JuliaCon 2026

Implementing Lattice QCD to Multi-GPU Systems with JuliaQCD
2026-08-12 , Room 5

Lattice QCD simulations are restricted by both massive computational costs and high memory requirements. To simulate large physical volumes, distributing the lattice across multiple GPUs is essential. We present JuliaQCD, a native Julia ecosystem designed for computations on HPCs. By integrating JACC.jl for vendor-neutral GPU kernels and MPI.jl for lattice decomposition, we enable simulations on lattices that exceed the memory capacity of a single device while maintaining high performance.


Background:

Lattice Quantum Chromodynamics (LQCD), which stands as a foundational framework enabling first-principle non-perturbative study for the strong force in nature, is a grand challenge computational problem in high-energy physics.

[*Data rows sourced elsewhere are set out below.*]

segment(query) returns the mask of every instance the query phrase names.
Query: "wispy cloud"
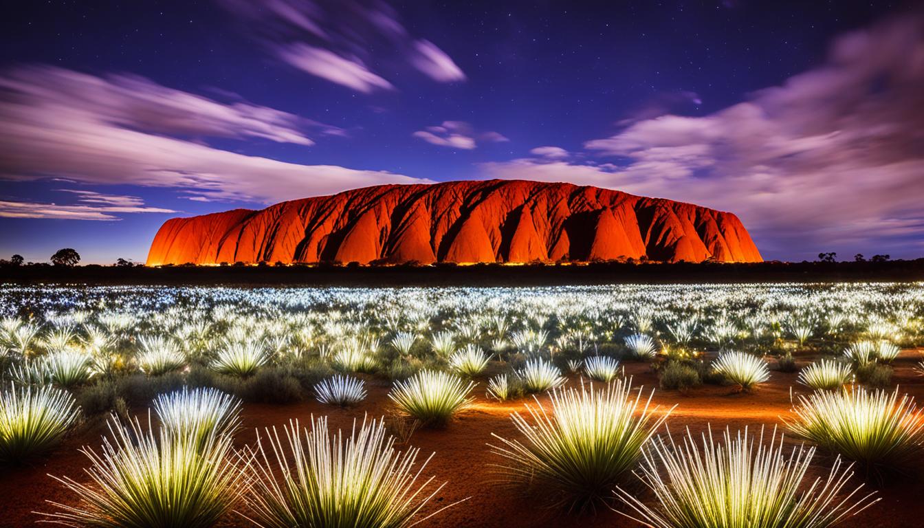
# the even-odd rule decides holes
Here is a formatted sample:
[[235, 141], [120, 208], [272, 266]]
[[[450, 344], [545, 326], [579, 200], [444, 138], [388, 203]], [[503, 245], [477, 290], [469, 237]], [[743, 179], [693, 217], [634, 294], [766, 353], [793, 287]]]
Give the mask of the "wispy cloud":
[[894, 254], [924, 237], [922, 28], [906, 17], [847, 34], [824, 66], [706, 117], [633, 122], [585, 143], [599, 161], [533, 153], [483, 168], [730, 210], [767, 254]]
[[369, 93], [375, 90], [395, 89], [391, 82], [370, 71], [357, 57], [346, 58], [300, 43], [280, 49], [279, 55], [298, 69], [357, 92]]
[[431, 144], [462, 150], [472, 150], [480, 143], [500, 143], [510, 141], [499, 132], [477, 132], [471, 124], [465, 121], [444, 121], [442, 125], [427, 127], [411, 136]]
[[568, 157], [568, 151], [563, 149], [562, 147], [536, 147], [529, 151], [529, 153], [535, 156], [540, 156], [547, 159], [562, 159]]
[[413, 36], [382, 0], [217, 1], [245, 21], [270, 53], [357, 92], [394, 90], [386, 78], [408, 68], [438, 82], [466, 80], [445, 52]]
[[54, 68], [0, 77], [0, 178], [168, 187], [209, 199], [274, 203], [428, 180], [303, 166], [213, 148], [213, 136], [310, 144], [339, 129], [265, 106], [222, 104], [148, 80]]
[[116, 214], [176, 213], [173, 209], [146, 207], [137, 196], [103, 194], [93, 190], [58, 189], [77, 196], [76, 203], [42, 203], [37, 202], [0, 201], [2, 218], [54, 218], [63, 220], [103, 220], [120, 218]]

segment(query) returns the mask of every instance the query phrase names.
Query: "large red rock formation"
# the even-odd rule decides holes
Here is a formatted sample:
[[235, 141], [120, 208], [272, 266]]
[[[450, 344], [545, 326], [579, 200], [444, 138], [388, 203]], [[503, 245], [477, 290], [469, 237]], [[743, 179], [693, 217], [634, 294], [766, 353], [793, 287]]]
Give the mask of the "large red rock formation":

Due to the 4-dimensional nature of the spacetime grid, memory requirements grow with the lattice extent. Often, a single high-end GPU does not have enough VRAM to store the necessary gauge and fermion fields for physically relevant volumes. Therefore, multi-GPU parallelism in JuliaQCD is not only an optimization for speed but also a fundamental requirement for large-volume physics simulations.

Technical Content:

  • Overcoming the Memory Wall: We discuss how JuliaQCD handles 4D lattice decomposition across multiple GPU nodes. This allows us to simulate larger volumes by pooling the memory of an entire cluster.

  • Performance Portability with JACC.jl: We highlight the use of JACC.jl to write kernels that are portable across NVIDIA, AMD, and other hardware. This ensures that JuliaQCD remains flexible as HPC centers transition to diverse GPU architectures.

  • Communication Overheads: We detail our implementation of halo (ghost zone) exchanges using MPI.jl. We explain how we minimize the latency penalties associated with moving data between GPUs to maintain efficiency as the number of nodes increases.

The main goal of this talk is to demonstrate that the JuliaQCD suite provides a scalable, memory-efficient framework for modern lattice simulations. We aim to show that Julia is fully capable of handling the memory distribution of large-scale theoretical physics with multiple GPUs on various HPC architectures.

I am a Postdoctoral Researcher at the Center for Computational Sciences (CCS), University of Tsukuba, Japan. My research focuses on Lattice Field Theory, aiming to understand the strong force, one of the fundamental interactions in nature. To achieve such research goals, I develop numerical tools that leverage HPC across diverse architectures, including both CPUs and GPUs. Recently, I have also been interested in applying Machine Learning to accelerate lattice calculations.